With On the Shore, Mark O’Leary demonstrates that even beautiful music can bore the hell out of you. The Irish guitarist and his quartet-percussionist Alex Cline, trumpeters John Fumo and Jeff Kaiser-create an atmospheric soundscape that conjures images of O’Leary’s Cork Harbour home; while many of its parts are absolutely gorgeous, their sum has little to no direction and is often deadly slow.

The drums are an obvious problem. Cline, who has astonishing prowess and creativity, beats on shells, sticks and stones as well as traps; unfortunately, he uses them mostly for color-very thin color. Headphones are often required (as on “Vespers”) to even know he’s there. Where he does have a weighty attack (“Staring at the Sun”), it generates a momentum that’s welcome, but unsure of itself.

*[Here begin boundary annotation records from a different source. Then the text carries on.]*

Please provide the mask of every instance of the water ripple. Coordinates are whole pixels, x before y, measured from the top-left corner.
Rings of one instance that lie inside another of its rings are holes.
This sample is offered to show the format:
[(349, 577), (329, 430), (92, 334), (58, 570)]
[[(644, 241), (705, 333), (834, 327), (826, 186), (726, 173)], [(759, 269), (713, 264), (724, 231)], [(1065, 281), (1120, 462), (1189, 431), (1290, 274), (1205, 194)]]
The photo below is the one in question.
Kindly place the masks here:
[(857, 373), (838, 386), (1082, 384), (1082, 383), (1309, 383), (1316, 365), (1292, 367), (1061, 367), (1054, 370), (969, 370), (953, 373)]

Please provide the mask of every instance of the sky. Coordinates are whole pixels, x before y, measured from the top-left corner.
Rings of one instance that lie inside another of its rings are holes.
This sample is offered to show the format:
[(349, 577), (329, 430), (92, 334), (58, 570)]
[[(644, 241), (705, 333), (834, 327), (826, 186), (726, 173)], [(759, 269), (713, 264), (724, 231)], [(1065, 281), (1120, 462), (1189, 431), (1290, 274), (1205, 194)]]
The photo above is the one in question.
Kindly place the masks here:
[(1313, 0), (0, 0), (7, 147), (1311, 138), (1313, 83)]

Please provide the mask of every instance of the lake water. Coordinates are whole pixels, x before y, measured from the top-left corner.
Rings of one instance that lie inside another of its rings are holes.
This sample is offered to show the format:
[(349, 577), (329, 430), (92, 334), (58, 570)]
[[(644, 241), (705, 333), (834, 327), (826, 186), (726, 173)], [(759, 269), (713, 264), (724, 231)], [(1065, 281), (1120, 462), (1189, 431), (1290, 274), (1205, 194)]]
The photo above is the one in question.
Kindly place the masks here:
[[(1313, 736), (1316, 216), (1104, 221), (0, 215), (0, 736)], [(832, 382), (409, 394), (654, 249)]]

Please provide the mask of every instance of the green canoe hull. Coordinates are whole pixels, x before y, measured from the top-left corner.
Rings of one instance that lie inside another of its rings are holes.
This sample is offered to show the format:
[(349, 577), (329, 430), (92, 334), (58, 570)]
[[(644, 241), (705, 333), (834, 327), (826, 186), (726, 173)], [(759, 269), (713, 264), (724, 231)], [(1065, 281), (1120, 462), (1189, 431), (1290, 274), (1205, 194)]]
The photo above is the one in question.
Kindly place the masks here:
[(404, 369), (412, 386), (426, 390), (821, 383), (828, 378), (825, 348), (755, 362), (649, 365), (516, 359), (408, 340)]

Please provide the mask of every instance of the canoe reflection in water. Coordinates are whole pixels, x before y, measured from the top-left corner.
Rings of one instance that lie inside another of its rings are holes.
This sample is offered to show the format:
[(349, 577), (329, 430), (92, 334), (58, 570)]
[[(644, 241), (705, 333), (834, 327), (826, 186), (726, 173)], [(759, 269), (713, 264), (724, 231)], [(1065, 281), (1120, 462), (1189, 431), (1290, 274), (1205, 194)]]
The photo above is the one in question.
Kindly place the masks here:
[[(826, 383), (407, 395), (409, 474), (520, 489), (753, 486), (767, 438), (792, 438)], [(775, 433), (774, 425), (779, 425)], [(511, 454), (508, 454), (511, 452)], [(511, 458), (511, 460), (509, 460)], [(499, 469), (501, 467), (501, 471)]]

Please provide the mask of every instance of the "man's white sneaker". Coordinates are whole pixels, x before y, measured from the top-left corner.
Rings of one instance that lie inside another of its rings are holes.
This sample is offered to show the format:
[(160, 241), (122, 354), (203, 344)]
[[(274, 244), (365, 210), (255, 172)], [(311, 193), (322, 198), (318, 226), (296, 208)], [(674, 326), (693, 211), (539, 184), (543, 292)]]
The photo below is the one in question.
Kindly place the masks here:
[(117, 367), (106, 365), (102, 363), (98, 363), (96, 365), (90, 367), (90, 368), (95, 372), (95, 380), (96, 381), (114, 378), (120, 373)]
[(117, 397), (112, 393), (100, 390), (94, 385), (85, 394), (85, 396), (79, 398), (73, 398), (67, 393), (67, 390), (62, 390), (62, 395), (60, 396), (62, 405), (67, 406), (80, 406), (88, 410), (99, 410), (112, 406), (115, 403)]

Cline doesn’t deserve all the blame. The compositions themselves abhor kinesis: In “Evening,” Kaiser, Fumo and O’Leary play fugal three-note phrases that falsely promise a high point for the album; the surrounding material is pretty, but aimless as driftwood. Further, O’Leary’s bravura guitar runs, residing somewhere between poly- and atonality, tend to just spin their wheels. The band’s one truly engaging moment is the aggressive second half of “Point Sketch,” but that requires withstanding four minutes of numbness before it even starts to get going.

In fairness to On the Shore, it may simply be too successful in evoking the seashore-a place of quiet and tranquility. The disc mesmerizes, but sometimes all that mesmerizing puts the audience to sleep.